Single by Tech N9ne featuring B.o.B and Hopsin

from the album All 6's and 7's
- Released: January 22, 2012
- Recorded: 2011
- Genre: Horrorcore
- Length: 3:28
- Label: Strange
- Songwriters: Aaron Dontez Yates; Marcus Hopson; Bobby Ray Simmons Jr.;
- Producer: B.o.B

Tech N9ne singles chronology
| "The Noose" (2011) | "Am I a Psycho?" (2012) | "Badlands" (2012) |

B.o.B singles chronology
| "Play the Guitar" (2011) | "Am I a Psycho?" (2012) | "So Good" (2012) |

Hopsin singles chronology
| "How You Like Me Now?" (2011) | "Am I a Psycho?" (2012) | "Hop Madness" (2012) |

Music video
- "Am I A Psycho?" on YouTube

= Am I a Psycho? =

"Am I a Psycho?" is a song by American rapper Tech N9ne, from his eleventh studio album All 6's and 7's. The song features vocals from fellow American rappers B.o.B and Hopsin. In the song, each rapper’s verse is based on the concept of insanity.

== Background ==
===History===
Tech N9ne was supposed to be featured on B.o.B's mixtape; B.o.B wanted to do a song with Tech for his mixtape, "No Genres", but was unable to get hold of him. Eventually the two did meet and B.o.B gave Tech a beat, which would end up being used for the song. Hopsin, who was featured on the record, claims that he feels this song was his mainstream debut. B.o.B was the first to record his verse, after he finished, Tech N9ne sent the track over to Hopsin, who recorded his verse afterwards.

===Lyrics and composition===
Each rapper has a different lyrical topic based on the song's main concept, insanity.
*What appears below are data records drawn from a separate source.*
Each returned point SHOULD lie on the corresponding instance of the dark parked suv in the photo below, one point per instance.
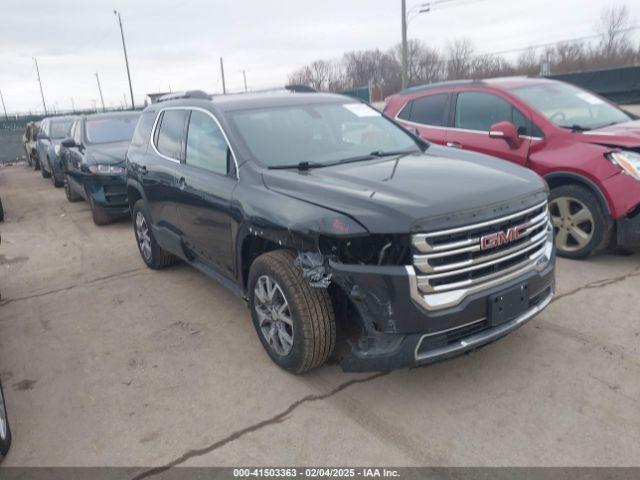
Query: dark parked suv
(343, 231)
(93, 158)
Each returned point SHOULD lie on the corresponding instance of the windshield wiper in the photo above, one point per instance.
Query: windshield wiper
(575, 128)
(359, 158)
(299, 166)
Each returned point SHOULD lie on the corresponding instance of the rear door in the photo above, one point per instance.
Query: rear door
(474, 112)
(207, 183)
(429, 114)
(161, 169)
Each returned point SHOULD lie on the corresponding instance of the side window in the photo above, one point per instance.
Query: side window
(77, 133)
(478, 111)
(143, 129)
(171, 129)
(520, 121)
(430, 110)
(206, 145)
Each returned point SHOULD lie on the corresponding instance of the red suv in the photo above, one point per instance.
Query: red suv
(587, 149)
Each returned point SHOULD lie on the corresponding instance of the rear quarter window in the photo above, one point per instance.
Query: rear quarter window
(429, 110)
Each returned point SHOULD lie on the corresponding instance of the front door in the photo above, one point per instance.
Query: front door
(207, 183)
(475, 112)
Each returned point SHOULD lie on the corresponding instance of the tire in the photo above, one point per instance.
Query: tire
(71, 194)
(5, 441)
(311, 322)
(570, 204)
(154, 257)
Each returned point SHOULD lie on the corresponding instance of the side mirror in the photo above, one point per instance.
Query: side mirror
(68, 143)
(508, 132)
(413, 131)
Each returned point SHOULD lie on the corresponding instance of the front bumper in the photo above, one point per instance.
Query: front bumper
(400, 331)
(628, 230)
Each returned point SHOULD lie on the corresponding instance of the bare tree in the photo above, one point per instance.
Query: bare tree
(459, 56)
(615, 35)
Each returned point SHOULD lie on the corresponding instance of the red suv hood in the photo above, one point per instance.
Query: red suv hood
(625, 135)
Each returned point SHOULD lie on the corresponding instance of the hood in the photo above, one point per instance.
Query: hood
(397, 194)
(624, 135)
(107, 153)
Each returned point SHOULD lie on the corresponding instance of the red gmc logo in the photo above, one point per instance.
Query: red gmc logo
(494, 240)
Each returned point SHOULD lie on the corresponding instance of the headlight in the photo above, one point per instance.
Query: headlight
(105, 169)
(627, 161)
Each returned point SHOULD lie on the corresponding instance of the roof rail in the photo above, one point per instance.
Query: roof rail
(199, 94)
(300, 88)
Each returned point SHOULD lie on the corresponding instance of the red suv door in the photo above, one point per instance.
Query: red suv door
(429, 115)
(474, 115)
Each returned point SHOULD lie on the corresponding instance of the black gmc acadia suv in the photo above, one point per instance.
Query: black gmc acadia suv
(345, 233)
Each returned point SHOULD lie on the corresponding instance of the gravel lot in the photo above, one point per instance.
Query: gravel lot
(106, 362)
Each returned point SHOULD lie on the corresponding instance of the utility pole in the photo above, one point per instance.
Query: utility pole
(44, 105)
(3, 106)
(404, 43)
(126, 59)
(224, 85)
(100, 90)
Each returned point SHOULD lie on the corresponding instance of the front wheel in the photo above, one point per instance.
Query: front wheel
(153, 254)
(579, 224)
(295, 322)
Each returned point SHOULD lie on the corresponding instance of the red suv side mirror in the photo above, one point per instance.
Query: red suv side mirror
(506, 131)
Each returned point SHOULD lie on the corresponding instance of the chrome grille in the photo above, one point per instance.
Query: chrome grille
(453, 259)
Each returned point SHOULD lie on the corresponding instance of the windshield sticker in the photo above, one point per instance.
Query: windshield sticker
(591, 99)
(361, 110)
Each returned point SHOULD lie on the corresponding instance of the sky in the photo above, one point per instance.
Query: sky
(177, 44)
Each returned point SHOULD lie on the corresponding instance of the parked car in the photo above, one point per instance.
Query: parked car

Tech N9ne's verse revolves around a BDSM fantasy, caused by confusion thinking that a regular woman's a hooker. Hopsin's verse is more aimed towards insanity, claiming that Heaven is to blame if he goes to Hell. He also mentions the likelihood of becoming a successful rapper standing against so many other people. He closes his verse by claiming that he has no remorse for his self-injuries. B.o.B's verse follows. It has been assumed that the verse is a response to OFWGKTA frontman Tyler, The Creator, who dissed B.o.B in his song "Yonkers", after the former's previous diss "No Future" got praise from Tyler. However B.o.B claims that he has no interest in feuding with Tyler saying "the whole beef thing is kinda lame".

==Music video==
===Plot and development===
While performing on the Lost Cities Tour, Tech N9ne announced at a concert that B.o.B, Hopsin, and himself would be shooting a music video for the song on November 29, 2011 The video was shot in Atlanta, which is where B.o.B is from. The music video premiered on MTV2's "Sucker Free Sunday" on January 22. Tech N9ne encouraged all of his fans to tune in to "be participating in the shift Strange Music has been thriving for since it began". Based on traditional slasher films, the music video depicts two people tied together, Tech N9ne, dressed as Michael Myers, scares them while performing his verse. Hopsin then walks to the house with a chainsaw, dressed as Jason Voorhees. After arriving at the house, he assists Tech in scaring the two people. Meanwhile, B.o.B, dressed as Norman Bates, is seen throughout the video freaking out in a room. When his verse starts, he proceeds down the stairs and watches as Hopsin and Tech N9ne scare the people. During the chorus, Tech N9ne can be seen standing outside the house without his mask on.

===Reception===
The music video received a lot of attention from networks, often being called a horror movie-music video hybrid. David Greenwald of MTV called it a "sequel" to "Martians vs. Goblins", another popular horror-influenced music video at the time.

==Certifications==

| Region | Certification | Certified units/sales |
| New Zealand (RMNZ) | Gold | 15,000^{‡} |
| United States (RIAA) | Platinum | 1,000,000^{‡} |
^{‡} Sales+streaming figures based on certification alone.